🤖 AI Summary
Existing agent-based search systems face three key challenges: unstable natural language reasoning trajectories, context explosion due to accumulation of raw intermediate traces, and sharp performance degradation on complex multi-hop queries. This paper introduces a structured symbolic action protocol coupled with a compact context register mechanism. We propose the first tripartite symbolic action framework—comprising Planning, Solving, and Backtracking spaces—to enable parseable, traceable, and controllable logical reasoning. Additionally, we design a lightweight context register that dynamically compresses state representations and suppresses unbounded context growth.

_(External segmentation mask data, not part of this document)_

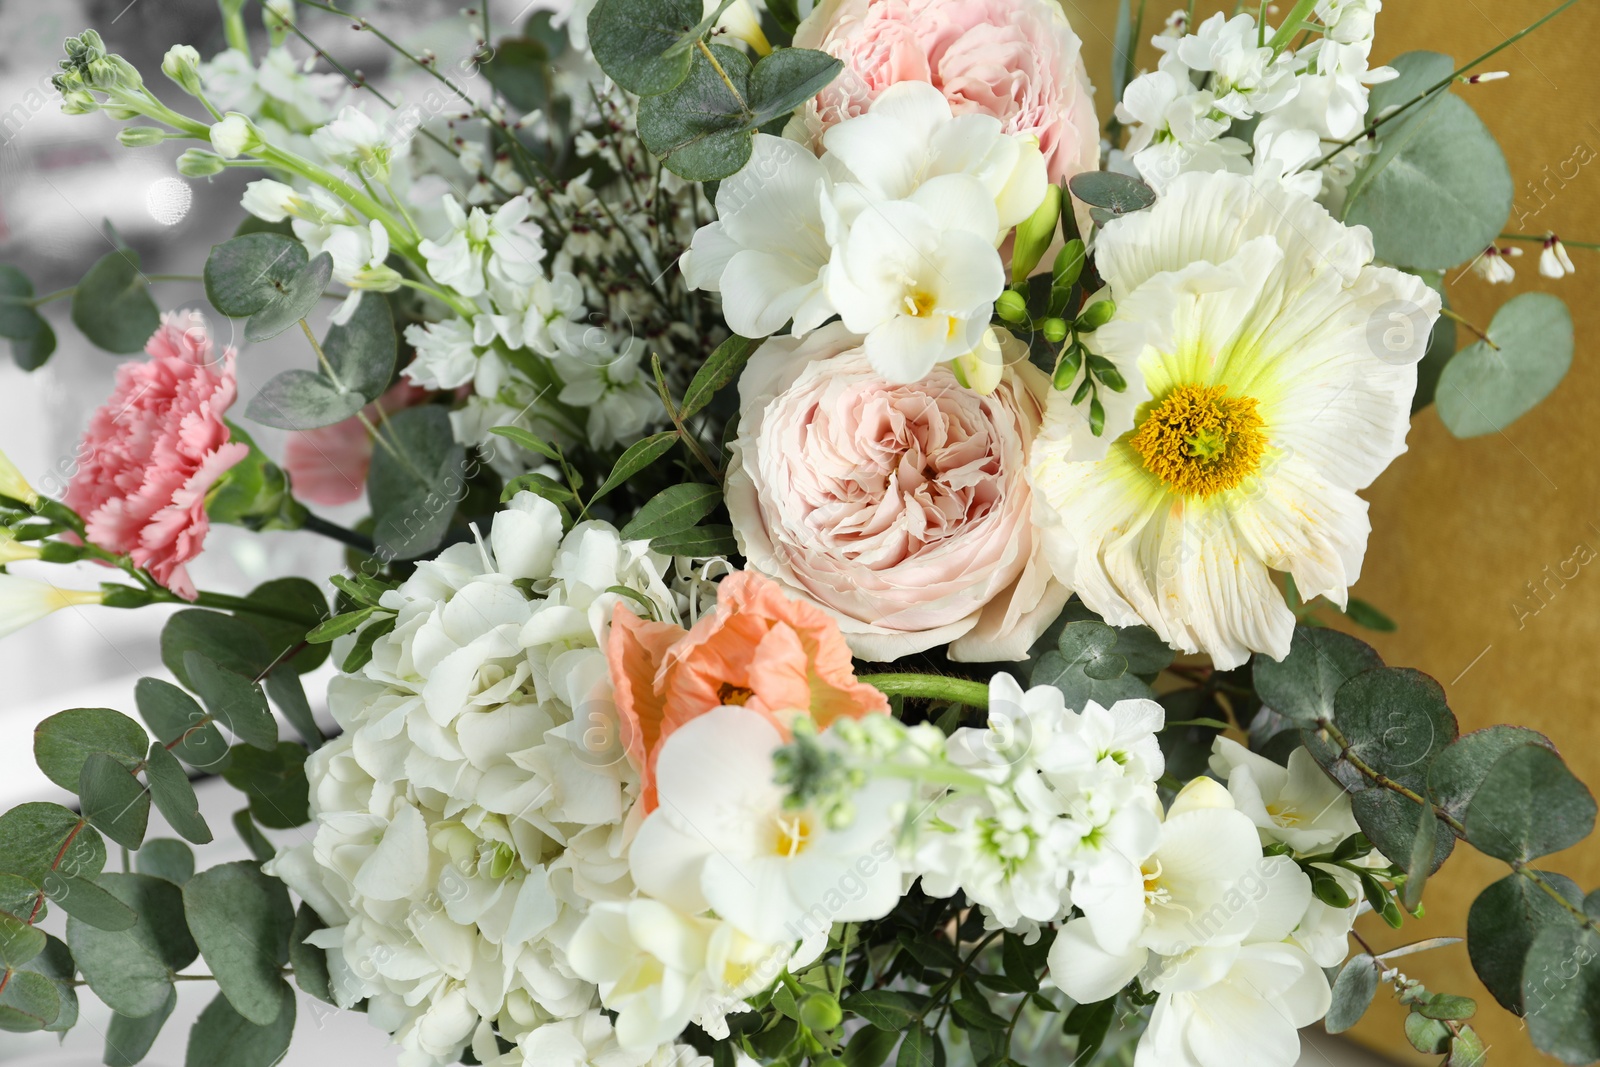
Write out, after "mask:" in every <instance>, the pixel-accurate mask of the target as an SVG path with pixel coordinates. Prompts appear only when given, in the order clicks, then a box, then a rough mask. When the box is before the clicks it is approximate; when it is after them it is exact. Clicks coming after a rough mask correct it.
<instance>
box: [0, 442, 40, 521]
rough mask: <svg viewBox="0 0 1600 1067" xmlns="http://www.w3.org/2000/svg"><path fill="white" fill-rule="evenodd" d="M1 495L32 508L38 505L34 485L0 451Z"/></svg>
mask: <svg viewBox="0 0 1600 1067" xmlns="http://www.w3.org/2000/svg"><path fill="white" fill-rule="evenodd" d="M0 496H8V498H11V499H13V501H18V502H21V504H27V506H29V507H30V509H37V507H38V493H35V491H34V486H30V485H29V483H27V478H24V477H22V472H21V470H18V469H16V464H14V462H11V459H10V456H6V454H5V453H0Z"/></svg>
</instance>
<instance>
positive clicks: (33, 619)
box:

Our method integrates symbolic modeling, protocol-driven action design, context state compression, and LLM/LRM-guided multi-step tool invocation with reflective refinement. Evaluated on Qwen2.5/3 series models, our approach consistently and significantly outperforms state-of-the-art baselines on multi-hop question answering—under both prompting-only and fine-tuning regimes.
📝 Abstract
Recent advances in Large Language Models (LLMs) and Large Reasoning Models (LRMs) have enabled agentic search systems that interleave multi-step reasoning with external tool use. However, existing frameworks largely rely on unstructured natural-language reasoning and accumulate raw intermediate traces in the context, which often leads to unstable reasoning trajectories, context overflow, and degraded performance on complex multi-hop queries. In this study, we introduce Laser, a general framework for stabilizing and scaling agentic search. Laser defines a symbolic action protocol that organizes agent behaviors into three spaces: planning, task-solving, and retrospection. Each action is specified with explicit semantics and a deterministic execution format, enabling structured and logical reasoning processes and reliable action parsing. This design makes intermediate decisions interpretable and traceable, enhancing explicit retrospection and fine-grained control over reasoning trajectories. In coordination with parsable actions, Laser further maintains a compact context register that stores only essential states of the reasoning process, allowing the agent to reason over long horizons without uncontrolled context expansion. Experiments on Qwen2.5/3-series models across challenging multi-hop QA datasets show that Laser consistently outperforms existing agentic search baselines under both prompting-only and fine-tuning settings, demonstrating that Laser provides a principled and effective foundation for robust, scalable agentic search.